The next night, we were sitting in a crepe restaurant in the Latin Quarter. The young, well-dressed and attractive couple sitting at the table next to us were speaking Hebrew, which caught my attention. They initiated a conversation with me (my entire family, including our three teenage children, was with me, a disarming presence which often stimulates people to spontaneously start talking with us!), and it turned out they were both Israelis who were living and working in Paris. Shortly afterwards they walked out of the restaurant. As they left, the waiters began discussing them in rapid-fire French, probably unaware of how well my wife speaks French.
“Did you see that pretty girl with that Arab?” asked waiter.
“Yes, disgusting—such a nice looking girl with a dirty Arab! I can’t believe it.” Replied another.
My wife and I were floored by the irony of the situation. “So should we tell them he wasn’t an Arab but rather an Israeli Jew?” I asked Mary Jane.
“I wouldn’t,” she replied. “Who knows, they’d probably be even more hateful if they discovered he was Jewish.”
You can draw your own conclusions from these unedited stories, but for me it’s clear. First, passion and conviction, if directed in a healthy manner, have a powerful impact on us. Clients, not surprisingly, are moved and motivated by professionals who resonate with belief. In the realm of business we’re not talking about belief in religious tenets but rather in a set of principles and values that guide us day to day in our professional work. We’re talking about a passion for what we do that manifests itself in every client meeting, in every discussion. About an excitement for our subject matter that is contagious.

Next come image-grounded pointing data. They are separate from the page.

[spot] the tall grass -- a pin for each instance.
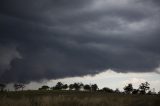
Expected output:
(35, 98)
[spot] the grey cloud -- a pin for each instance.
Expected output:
(61, 38)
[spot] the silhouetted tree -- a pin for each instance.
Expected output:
(108, 90)
(159, 93)
(59, 86)
(65, 86)
(135, 91)
(44, 87)
(87, 87)
(18, 86)
(128, 89)
(77, 86)
(117, 91)
(71, 87)
(143, 87)
(2, 86)
(94, 87)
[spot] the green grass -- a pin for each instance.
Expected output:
(73, 98)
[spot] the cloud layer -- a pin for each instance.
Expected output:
(59, 38)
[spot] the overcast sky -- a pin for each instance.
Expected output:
(55, 39)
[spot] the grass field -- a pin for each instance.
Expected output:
(73, 98)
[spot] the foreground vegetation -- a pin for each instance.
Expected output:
(75, 98)
(79, 94)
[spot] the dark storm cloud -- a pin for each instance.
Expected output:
(60, 38)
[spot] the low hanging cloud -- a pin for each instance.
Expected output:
(60, 38)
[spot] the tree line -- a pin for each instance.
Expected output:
(144, 88)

Second, stereotyping and prejudice are huge barriers to listening to others in general, and in the business world, to getting to know each of our clients as individuals. There are three preconditions to empathy, which is a foundational quality of great client advisors: listening skills; humility and a learning attitude; and self-knowledge. To empathize and listen deeply, in short, you have to understand your hot buttons and your prejudices. When we walk into a client meeting and the person on the other side of the table is a man, a woman, short, tall, of color, a WASP—whatever—we all have unconscious filters and biases that slip into gear and interfere with mutual understanding.
Remember, clients value passion, boldness, and conviction in their advisors. But these have to be tempered with a willingness to listen and accompanied by a healthy serving of humility and self-knowledge.